Il est clair que ce mouvement de petite échelle est vulnérable aux dangers de divisions, au nationalisme et à l'idéologie démocratique. Cette dernière peut être observée avec les "Assemblées plénières" qui ont appelé à la création d'un "gouvernement d'expert" et autres "gouvernement technique". Nous n'avons pas suffisamment d'informations sur ces organisations mais elles comportent le danger d'être transformées en appendices d'une démocratie bourgeoise soi-disant rénovée. Il existe par exemple des rapports selon lesquels le plenum de Tuzla a complètement ignoré les revendications des ouvriers !

Le danger pour ces luttes est d'être noyées dans la population en général, par des protestations anti-gouvernementales qui ne vont nulle part hormis vers la revendication de voir de nouvelles têtes au pouvoir. L'autre face des dangers du nationalisme est l'idée du "gouvernement technique" qui aspire à "aller de l'avant" et à prôner "la tolérance culturelle", afin de lâcher de la vapeur en vue de prévenir d'autres conflits ultérieurs. Contre tout cela, la classe ouvrière doit s'efforcer de développer son combat sur son propre terrain, même si, pour le moment, elle semble très confuse et fait face à de nombreux obstacles.

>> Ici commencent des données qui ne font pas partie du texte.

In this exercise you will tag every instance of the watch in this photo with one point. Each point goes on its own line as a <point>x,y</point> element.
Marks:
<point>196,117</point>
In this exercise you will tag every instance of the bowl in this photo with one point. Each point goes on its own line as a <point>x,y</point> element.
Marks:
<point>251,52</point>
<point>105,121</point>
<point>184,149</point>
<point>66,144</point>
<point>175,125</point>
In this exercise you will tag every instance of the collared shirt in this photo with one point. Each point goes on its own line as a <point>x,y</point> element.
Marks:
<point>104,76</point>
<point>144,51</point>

Mais, "Il y a quelque chose pour vous, grand-mère" : la Bosnie n'est pas l'Ukraine qui dès le départ a été le théâtre de confrontations bourgeoises et impérialistes.

Il n'y a pas de politiciens occidentaux, d'espions, d'ambassadeurs de délégations et de factures en dollars pour soutenir les luttes des ouvriers. Ces luttes s'inscrivent dans la lignée du combat et de la colère des Indignés en Espagne, des protestations en Egypte, en Turquie et au Brésil et elles sont vulnérables aux mêmes dangers ou à des dangers similaires. Mais le fait qu'elles aient lieu dans cette région décimée par l'impérialisme est important en soi. Et, si les ouvriers de DITA n'ont rien gagné de leur lutte, pas un centime (En fait, certains ouvriers ont terriblement souffert du froid sur les piquets de grève pendant des mois), leur combat est cependant une victoire pour la classe ouvrière, pour eux-mêmes qui se sont tenus debout dignement et pour la solidarité que ce mouvement a initiée et à laquelle il a contribué.

Baboon (19 février 2014)

1 Pour un compte-rendu complet de ce mouvement, voir la vidéo publié sur le fil de discussion du forum du site Libcom : " Protestation en Bosnie " par Ed, le 17 février 2014. La vidéo a un titre accrocheur proposé par un dirigeant de la grève : " Il y a quelque chose pour vous, grand-mère, merci, merci ! C'est grandiose ! " Cette vidéo est très intéressante et cela exprime un mouvement profond de la classe ouvrière.

2 Ce n'est sans doute pas une coïncidence : les troupes de la KFOR de l'OTAN ont été mobilisées pour un entraînement contre les manifestations dans leur QG de commandement multinational associé de Hehenful, en Allemagne.